Among the strengths of this study is the almost complete information on the studied perinatal factors, based on mandatory reporting to birth registries which avoids recall bias. The nationwide cancer registries in the four Nordic countries22 enabled identification of cancer cases in a similar and standardised manner. However, the proportions SCSTs and GCTs differed between the Nordic countries, which could imply differences in coding, genetics, or other risk factors, although there was no evidence of heterogeneity in the ORs by country.

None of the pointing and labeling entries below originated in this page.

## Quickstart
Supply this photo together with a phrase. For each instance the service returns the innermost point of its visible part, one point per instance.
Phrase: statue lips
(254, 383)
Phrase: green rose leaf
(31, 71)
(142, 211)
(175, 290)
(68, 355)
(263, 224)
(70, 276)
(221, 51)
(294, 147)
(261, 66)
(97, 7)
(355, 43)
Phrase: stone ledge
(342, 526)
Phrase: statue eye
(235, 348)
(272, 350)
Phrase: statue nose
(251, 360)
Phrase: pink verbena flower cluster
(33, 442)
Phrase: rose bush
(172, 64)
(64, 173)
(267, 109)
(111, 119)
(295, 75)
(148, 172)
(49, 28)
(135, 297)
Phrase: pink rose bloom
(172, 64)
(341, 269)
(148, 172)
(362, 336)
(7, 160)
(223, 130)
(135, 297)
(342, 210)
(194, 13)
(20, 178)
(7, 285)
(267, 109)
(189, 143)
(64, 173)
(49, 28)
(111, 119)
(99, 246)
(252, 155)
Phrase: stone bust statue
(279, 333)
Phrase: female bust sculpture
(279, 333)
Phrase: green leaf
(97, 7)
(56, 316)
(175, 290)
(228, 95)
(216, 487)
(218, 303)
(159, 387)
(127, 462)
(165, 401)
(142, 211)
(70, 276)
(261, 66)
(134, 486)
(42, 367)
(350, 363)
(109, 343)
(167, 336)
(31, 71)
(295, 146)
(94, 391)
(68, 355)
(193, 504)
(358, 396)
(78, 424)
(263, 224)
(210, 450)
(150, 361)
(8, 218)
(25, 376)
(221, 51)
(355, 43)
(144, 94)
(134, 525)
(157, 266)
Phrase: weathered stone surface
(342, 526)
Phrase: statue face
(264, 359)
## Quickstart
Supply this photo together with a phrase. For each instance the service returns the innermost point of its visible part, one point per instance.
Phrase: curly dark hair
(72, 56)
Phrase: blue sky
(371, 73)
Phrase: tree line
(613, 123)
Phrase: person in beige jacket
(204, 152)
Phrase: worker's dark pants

While there are few, if any, established risk factors for non-epithelial ovarian cancer, it is unclear if the current study was missing information on important confounding factors, such as obesity, breast-feeding and oral contraceptive use. Oral contraceptives are associated with decreased risk of epithelial, and possible non-epithelial, ovarian cancer,6,30,31 but since data are scarce, their impact on SCSTs and GCTs remains uncertain. We also lacked information on oophorectomy/salpingectomy or hysterectomy, and thus could not exclude controls that had undergone gynaecological surgery. However, since the prevalence of women having gone through a oophorectomy/hysterectomy in the Nordic countries is low (200 per 100,000 women), and probably even lower in this young cohort, it is unlikely to have had a major effect on our risk estimates.32 Because our aim was to study the impact of pregnancy-related factors on risk of SCSTs and GCTs, we only included parous women in our study and results are thus generalisable to parous women only. This resulted in a higher mean age of GCT cases than in the general population and our inability to investigate the influence of early pregnancy loss (prior to week 22).

Conclusions

In this population-based case-control study, including 420 cases of SCSTs and 345 cases of GCTs among parous women, higher age at last birth, and shorter time since last birth, were both associated with a decreased risk of SCSTs, similar to results for epithelial ovarian cancer. Thus, it is possible that hormonal mechanisms or other mechanisms related to this aspect of reproductive history influence the development of both SCSTs (but not GCTs) and epithelial ovarian cancer. Number of births was not associated with the risk of SCSTs or GCTs. We found no associations with any of the investigated pregnancy-related factors and GCTs, suggesting that reproductive factors may have limited impact on risk of these uncommon tumours.